Командую флотом. Шмидт.

Мятежный лейтенант стал революционной легендой задолго до октября 1917 года. Ну а после 1991 года его, как и слишком многое другое, бросились "разоблачать" — из страдающего за народ флотского интеллигента, романтика революции лейтенант Шмидт вдруг превратился в почти сумасшедшего, мол, и женат был на проститутке, и вообще… Как это ни банально прозвучит, но истина в данном случае, похоже, затерялась где-то посередине между глянцем и чернухой, разительно не совпадая с обеими полярными трактовками.

Военно-морская семья

Родившийся на берегах Черного моря в Одессе 17 февраля (нового стиля) 1867 года Петр Петрович Шмидт был потомственным моряком. Настолько потомственным, что в семье по отцовской линии даже не сыскать предков, которые не были бы связаны с морем и военным флотом. Еще при Петре I в Россию из Германии переселился корабельный мастер Шмидт, его потомки стали русскими моряками и адмиралами.

Так что маленький Петя Шмидт с самого рождения был "морской костью", принадлежал к достаточно узкой и закрытой дворянской касте флотских офицеров царской России. Он внук капитана 1-го ранга, сын контр-адмирала и племянник адмирала.

Отец и дядя будущего героя революции отличились в годы Крымской войны, участвовали в обороне Севастополя. Были хорошо знакомы со Львом Толстым — еще не знаменитым писателем, а юным лейтенантом артиллерии, с которым бок о бок сражались на Малаховом кургане, защищая главную гавань Черноморского флота. Мать нашего героя тоже принимала участие в знаменитой "севастопольской страде" — была сестрой милосердия, спасала и лечила раненых.

Отец Петра Шмидта позднее стал начальником города и порта Бердянск на Азовском море, а дядя командовал всем флотом России на Тихом океане. Так что судьба и военно-морская карьера была предопределена будущему мятежному лейтенанту с рождения. Но детство его не было безоблачным — Петр рано потерял мать, отношения с мачехой не сложились, отец же был человеком жестким и деспотичным.
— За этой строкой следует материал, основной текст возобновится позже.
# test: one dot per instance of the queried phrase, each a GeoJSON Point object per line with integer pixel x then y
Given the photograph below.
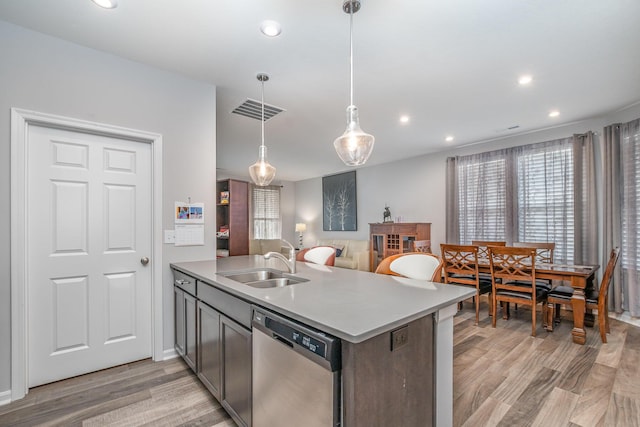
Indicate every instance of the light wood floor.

В 13 лет мальчик Петя покинул берега Черного и Азовского морей, отправившись на берега Невы, учиться в Морском кадетском корпусе. В соответствии с нравами и обычаями той эпохи другой судьбы ему, с его происхождением, не предполагалось и не предлагалось — только будущее морского офицера великой империи. Будущее военной элиты, закованной в рамки жесткой военной дисциплины и сословных предрассудков.

Спустя многие годы сын Петра Шмидта — настоящий сын, не юмористический и со своей трагической судьбой, о которой и мы тут вспомним позднее, — рассказывал: "Отец любил море и его тайны, но военной службы не выносил…" Похоже, что нервный и романтический мальчик из семьи потомственных военных действительно не слишком подходил для отведенной ему происхождением роли. В Морском кадетском корпусе он учился посредственно, не числясь ни в первых, ни в отстающих.

В 1886 году Петр Шмидт вступает во взрослую жизнь, становится офицером Балтийского флота и почти сразу совершает решительный и чрезвычайно скандальный поступок — женится. В ту эпоху, по жестко устоявшимся флотским традициям, офицеру для заключения брака требовался возрастной и имущественный ценз, фактически требовалась санкция начальства на выбор невесты. Петр Шмидт все эти гласные и негласные правила нарушил.

"Оскорбленное чувство правды и справедливости…"

Но нарушение традиций — это полбеды, будь избранницей юного офицера девушка из "своей" среды. Однако дворянин и военный моряк Петр женился на мещанке. Для той эпохи, еще в сущности феодальной, "мещане" — это вполне четкий сословный термин. И в корпоративной морали большинства офицеров флота мещанки годятся лишь в служанки, при нужде в любовницы и содержанки, но никак не более. Собственно, отсюда и растут ноги повторяемой у нас после 1991 года "черной легенды" о том, что мятежный лейтенант якобы был женат на проститутке…

Для самого же Шмидта брак с Доминикией Павловой, девушкой из бедной семьи, стал итогом не только любовных, но и каких-то романтических порывов социального плана. Скандально вырвавшись за сословные рамки, он тем самым и протестовал против навязанной судьбы, и демонстрировал, в первую очередь самому себе, модную тогда в среде интеллигенции нарочитую любовь к простому народу.

Впрочем, сам Шмидт был вполне искренен во всех своих чувствах. В дневнике он не без наивности напишет: "Я с юных лет интересовался общественными науками, только в них находя ответы на мучительные вопросы, разрешение которых требовало оскорбленное чувство правды и справедливости…"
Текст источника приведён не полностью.